There are now additional speaking appointments for later this year, and quite frankly, I can’t say I know specifically where I am to go with all of this. I love bedside nursing. Plenty of people present at conferences, so I don’t presume to be all that extraordinary. I do know I’ve got vision; it’s just a big fuzzy right now. My sense is that God and faithfulness and time will bring the clarity.

I know that I love the public speaking, introvert and awkward maker of small talk that I am. I love processing different and deeper ways to think about nursing issues, and I love sharing these ideas with broader audiences. I hope it leads people to necessary conversations and better conclusions about how to deal with the issues we are facing.

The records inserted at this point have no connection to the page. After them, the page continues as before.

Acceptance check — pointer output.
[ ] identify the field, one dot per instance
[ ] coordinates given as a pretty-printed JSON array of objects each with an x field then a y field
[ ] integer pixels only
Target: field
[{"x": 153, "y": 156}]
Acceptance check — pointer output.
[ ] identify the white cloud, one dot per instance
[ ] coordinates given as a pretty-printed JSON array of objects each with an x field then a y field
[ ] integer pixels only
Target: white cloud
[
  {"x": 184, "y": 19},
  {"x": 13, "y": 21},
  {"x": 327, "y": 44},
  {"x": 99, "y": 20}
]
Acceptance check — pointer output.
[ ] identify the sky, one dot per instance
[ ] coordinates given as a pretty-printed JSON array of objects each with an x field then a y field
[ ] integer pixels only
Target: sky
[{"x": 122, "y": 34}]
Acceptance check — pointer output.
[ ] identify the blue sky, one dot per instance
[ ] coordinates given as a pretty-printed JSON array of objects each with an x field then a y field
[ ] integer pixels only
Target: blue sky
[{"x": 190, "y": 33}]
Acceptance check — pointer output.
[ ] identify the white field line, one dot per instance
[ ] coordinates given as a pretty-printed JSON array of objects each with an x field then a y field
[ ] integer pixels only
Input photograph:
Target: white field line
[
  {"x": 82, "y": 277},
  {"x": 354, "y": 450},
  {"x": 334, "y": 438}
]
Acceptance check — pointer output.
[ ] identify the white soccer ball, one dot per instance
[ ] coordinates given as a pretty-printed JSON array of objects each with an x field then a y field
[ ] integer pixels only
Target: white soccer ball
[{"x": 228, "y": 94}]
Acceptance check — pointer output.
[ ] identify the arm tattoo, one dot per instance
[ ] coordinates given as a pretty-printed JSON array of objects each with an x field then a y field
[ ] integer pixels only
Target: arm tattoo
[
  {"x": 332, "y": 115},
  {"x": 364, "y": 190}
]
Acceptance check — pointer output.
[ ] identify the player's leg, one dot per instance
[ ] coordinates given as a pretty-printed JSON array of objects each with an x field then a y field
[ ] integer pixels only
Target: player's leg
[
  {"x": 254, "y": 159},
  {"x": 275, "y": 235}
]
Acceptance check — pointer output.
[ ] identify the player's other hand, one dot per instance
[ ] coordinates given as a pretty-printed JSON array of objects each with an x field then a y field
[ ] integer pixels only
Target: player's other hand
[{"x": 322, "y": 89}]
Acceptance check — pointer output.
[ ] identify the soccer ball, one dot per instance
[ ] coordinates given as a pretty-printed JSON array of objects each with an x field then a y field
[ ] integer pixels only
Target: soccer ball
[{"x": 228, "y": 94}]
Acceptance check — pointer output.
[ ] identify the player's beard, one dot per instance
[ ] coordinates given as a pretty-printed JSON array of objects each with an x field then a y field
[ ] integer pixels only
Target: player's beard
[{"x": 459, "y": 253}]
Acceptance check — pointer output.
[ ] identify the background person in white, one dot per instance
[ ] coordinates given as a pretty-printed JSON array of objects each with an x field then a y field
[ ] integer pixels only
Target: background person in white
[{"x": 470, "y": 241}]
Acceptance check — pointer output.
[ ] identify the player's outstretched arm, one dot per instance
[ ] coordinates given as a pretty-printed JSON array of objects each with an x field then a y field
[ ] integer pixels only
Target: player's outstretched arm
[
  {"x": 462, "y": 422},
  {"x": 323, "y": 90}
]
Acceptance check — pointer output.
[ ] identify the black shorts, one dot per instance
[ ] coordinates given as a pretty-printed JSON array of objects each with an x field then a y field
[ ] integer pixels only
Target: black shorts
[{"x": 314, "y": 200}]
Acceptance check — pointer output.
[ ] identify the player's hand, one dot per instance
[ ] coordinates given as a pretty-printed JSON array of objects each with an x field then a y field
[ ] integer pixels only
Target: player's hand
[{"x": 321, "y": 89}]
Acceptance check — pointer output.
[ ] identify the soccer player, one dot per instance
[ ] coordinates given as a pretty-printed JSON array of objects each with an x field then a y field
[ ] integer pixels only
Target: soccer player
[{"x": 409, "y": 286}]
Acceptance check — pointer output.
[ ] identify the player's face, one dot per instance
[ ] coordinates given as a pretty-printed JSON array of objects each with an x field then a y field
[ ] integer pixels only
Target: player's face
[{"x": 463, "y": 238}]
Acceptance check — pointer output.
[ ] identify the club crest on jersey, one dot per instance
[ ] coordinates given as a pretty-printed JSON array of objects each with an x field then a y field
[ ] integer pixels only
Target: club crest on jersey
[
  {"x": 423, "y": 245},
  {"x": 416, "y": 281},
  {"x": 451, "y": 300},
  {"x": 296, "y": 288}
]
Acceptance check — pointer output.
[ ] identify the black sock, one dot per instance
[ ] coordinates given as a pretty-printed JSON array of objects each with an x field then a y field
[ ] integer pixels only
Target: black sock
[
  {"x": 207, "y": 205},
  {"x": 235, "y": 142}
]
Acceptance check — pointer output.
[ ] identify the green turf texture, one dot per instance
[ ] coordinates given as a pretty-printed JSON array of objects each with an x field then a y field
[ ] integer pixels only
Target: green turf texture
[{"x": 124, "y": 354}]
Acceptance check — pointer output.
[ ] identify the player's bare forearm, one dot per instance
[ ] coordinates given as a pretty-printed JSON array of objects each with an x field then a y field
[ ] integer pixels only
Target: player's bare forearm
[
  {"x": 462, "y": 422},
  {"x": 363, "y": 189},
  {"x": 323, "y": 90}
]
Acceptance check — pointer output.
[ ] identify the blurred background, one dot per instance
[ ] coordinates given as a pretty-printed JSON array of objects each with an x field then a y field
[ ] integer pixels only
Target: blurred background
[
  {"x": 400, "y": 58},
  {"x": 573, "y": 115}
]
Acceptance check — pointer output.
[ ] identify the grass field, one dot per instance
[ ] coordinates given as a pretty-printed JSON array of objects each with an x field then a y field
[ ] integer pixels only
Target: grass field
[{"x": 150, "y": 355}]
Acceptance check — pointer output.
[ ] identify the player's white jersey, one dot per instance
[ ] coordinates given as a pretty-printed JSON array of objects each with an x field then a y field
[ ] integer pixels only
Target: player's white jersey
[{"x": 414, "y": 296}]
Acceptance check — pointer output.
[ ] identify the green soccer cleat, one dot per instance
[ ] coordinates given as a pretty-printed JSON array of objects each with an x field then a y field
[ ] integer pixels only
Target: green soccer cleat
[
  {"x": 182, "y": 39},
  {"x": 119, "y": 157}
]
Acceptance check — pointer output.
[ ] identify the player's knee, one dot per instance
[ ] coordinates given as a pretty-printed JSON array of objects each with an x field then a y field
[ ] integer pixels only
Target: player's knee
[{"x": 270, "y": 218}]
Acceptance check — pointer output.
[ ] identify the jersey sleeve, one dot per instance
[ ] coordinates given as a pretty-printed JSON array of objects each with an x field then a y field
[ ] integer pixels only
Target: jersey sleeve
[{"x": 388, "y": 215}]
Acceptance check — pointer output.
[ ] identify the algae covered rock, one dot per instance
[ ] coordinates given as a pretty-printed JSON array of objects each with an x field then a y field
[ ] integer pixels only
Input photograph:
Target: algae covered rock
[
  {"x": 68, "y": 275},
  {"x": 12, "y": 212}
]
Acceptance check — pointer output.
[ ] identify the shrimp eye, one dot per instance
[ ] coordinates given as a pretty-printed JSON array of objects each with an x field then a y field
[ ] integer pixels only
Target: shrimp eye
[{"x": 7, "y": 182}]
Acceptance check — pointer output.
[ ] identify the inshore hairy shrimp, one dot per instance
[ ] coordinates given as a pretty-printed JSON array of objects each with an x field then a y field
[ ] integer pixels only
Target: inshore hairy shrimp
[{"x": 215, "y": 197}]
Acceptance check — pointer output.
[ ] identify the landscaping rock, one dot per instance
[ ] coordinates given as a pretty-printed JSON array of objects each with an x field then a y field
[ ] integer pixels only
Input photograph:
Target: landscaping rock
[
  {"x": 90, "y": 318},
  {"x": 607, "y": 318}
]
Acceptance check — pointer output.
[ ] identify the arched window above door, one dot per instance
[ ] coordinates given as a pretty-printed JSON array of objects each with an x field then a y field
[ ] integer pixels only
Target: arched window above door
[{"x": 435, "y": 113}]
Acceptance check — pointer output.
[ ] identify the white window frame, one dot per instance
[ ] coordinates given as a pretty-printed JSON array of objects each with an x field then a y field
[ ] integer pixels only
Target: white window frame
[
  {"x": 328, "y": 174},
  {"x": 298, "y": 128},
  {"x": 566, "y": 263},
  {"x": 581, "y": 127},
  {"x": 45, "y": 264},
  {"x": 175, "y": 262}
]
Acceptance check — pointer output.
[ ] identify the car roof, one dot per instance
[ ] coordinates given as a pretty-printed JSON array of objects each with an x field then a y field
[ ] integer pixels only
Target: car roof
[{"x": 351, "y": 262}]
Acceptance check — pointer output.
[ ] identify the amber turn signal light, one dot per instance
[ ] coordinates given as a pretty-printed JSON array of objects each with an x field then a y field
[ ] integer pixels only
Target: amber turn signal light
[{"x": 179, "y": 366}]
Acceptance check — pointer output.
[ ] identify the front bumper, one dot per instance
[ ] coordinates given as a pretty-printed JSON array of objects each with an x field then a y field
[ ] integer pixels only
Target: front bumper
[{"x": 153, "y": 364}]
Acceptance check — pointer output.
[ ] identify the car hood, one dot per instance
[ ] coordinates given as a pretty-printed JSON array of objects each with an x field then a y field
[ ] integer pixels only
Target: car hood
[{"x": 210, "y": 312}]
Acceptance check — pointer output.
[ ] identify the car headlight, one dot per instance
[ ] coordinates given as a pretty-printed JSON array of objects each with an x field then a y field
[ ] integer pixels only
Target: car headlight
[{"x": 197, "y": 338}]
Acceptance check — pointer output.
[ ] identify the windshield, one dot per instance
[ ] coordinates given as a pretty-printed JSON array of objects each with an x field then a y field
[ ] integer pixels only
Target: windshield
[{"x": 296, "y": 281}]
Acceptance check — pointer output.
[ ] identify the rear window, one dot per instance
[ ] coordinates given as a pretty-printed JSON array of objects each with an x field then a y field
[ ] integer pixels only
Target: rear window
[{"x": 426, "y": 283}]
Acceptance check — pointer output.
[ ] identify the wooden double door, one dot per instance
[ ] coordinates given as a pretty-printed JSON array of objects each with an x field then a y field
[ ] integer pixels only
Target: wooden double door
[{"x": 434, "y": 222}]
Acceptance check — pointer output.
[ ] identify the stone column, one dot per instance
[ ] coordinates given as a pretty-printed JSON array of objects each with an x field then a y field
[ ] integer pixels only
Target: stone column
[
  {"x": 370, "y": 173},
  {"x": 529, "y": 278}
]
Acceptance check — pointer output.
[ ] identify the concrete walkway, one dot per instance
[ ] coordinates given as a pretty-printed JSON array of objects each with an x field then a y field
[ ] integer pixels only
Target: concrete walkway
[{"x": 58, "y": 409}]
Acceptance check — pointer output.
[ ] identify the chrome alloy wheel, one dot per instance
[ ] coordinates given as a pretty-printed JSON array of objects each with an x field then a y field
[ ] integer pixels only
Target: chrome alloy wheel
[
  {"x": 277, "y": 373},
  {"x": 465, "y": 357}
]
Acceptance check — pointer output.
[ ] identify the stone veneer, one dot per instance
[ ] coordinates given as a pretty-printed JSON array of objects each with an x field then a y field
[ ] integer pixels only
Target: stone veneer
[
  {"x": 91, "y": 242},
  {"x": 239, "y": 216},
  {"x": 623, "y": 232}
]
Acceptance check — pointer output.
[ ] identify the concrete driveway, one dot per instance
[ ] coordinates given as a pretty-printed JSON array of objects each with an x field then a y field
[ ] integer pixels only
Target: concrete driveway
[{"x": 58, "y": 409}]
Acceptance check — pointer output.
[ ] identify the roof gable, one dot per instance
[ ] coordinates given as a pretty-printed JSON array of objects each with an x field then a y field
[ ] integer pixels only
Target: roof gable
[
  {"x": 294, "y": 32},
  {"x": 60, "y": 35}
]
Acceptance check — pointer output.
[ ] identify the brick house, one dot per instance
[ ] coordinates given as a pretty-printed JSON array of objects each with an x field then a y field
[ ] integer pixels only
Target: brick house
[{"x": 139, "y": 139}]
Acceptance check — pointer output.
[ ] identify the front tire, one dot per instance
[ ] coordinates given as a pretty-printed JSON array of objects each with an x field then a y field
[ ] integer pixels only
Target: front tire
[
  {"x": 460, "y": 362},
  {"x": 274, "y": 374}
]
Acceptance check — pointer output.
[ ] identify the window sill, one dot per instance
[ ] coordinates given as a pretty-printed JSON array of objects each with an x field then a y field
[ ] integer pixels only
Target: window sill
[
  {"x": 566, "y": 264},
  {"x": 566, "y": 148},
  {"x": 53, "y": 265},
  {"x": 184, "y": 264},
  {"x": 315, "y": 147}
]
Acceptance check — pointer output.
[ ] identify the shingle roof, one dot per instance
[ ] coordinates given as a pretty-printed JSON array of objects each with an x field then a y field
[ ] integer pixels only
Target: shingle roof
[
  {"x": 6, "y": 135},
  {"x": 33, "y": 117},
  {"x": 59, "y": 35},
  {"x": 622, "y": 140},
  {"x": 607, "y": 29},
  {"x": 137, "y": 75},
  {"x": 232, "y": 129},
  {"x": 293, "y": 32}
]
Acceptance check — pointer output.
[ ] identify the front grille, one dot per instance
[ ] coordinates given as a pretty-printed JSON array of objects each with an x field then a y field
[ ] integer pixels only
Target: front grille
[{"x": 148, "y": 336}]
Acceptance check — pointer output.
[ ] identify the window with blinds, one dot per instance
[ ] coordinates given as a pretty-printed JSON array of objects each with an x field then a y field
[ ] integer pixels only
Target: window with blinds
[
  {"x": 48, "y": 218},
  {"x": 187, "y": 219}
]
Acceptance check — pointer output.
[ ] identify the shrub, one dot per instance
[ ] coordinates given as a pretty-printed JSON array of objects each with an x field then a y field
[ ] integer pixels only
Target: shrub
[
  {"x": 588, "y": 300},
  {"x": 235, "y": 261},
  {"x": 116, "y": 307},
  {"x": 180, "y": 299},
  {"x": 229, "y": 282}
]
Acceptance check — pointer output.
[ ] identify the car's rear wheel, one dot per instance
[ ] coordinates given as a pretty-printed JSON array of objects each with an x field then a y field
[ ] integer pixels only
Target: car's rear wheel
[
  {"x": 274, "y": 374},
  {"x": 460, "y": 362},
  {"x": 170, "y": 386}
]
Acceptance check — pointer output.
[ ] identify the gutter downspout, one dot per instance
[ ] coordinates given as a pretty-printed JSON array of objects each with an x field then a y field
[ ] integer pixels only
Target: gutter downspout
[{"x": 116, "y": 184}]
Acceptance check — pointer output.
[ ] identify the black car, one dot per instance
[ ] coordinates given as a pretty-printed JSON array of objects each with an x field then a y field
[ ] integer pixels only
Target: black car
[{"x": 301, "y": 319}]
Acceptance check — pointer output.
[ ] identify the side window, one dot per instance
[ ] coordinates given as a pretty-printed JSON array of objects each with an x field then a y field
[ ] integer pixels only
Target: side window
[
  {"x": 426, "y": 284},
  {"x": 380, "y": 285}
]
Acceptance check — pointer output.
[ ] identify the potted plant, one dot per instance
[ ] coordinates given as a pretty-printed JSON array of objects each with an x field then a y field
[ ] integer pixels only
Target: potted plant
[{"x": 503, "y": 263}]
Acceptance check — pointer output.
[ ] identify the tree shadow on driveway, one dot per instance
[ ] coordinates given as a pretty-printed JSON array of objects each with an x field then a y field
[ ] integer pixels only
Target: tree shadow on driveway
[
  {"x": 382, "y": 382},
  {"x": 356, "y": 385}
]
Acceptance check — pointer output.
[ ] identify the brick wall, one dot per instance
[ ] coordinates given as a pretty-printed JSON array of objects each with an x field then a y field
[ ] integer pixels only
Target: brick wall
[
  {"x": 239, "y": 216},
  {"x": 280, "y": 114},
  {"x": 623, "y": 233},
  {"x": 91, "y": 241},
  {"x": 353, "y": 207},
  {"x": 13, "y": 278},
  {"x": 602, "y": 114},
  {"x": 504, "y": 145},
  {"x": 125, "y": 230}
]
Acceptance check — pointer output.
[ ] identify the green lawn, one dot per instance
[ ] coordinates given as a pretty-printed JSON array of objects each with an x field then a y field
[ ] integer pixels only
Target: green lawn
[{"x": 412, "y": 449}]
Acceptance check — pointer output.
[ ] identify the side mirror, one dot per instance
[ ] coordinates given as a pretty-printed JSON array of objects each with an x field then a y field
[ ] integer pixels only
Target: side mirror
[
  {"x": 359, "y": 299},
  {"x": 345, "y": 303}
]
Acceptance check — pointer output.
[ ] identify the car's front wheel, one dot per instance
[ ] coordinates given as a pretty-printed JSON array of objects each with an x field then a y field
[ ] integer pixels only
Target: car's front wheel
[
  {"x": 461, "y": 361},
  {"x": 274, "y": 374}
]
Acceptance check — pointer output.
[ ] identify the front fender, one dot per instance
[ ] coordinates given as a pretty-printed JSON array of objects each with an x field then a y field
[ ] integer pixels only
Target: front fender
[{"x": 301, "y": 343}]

I know that I cautiously guard hope inside that these speaking opportunities will grow my chances of eventually writing that book. I don’t even know yet exactly what it will be about, but I’ve just got a feeling that all of this work can eventually shape and fill the content of a book. One day, God willing.

I know that this isn’t about me. Not to say that I haven’t wrestled with ego issues, because of course, I have. But this would not be meaningful work if it only lifted me up and no one else. The power of medical technology is at an all-time high, yet moral distress is bringing nurses and other healthcare professionals to all-time lows. Patient and family needs are great, but staffing shortages at times feel greater. Yet I still believe in the heart of nursing; I believe it is not a past ideal that we are resigned to sadly shrug our shoulders at and say, “I used to have that heart.” I believe it is a heart that we as a whole people are charged with fiercely preserving in the face of staffing issues, unjust power dynamics, heartache, moral dilemmas, misunderstanding and lack of appreciation. To all of these things, I say – don’t you dare take our heart away from us. Our patients are worth too much. We and the work we do are worth too much. This is the heart I want to share with the public. This is the heart I want to keep alive.

2 thoughts on “Vision and Faithfulness

  1. Hui-wen you are a blessing in the lives of so many who feel as you do, but don’t know how to put those feelings into words. God has led you to this place in your life and He will use you for good today and in the years to come. He has given you this talent and you are shining that light back onto Him. Thank you for speaking for nurses everywhere and thank you for being my friend!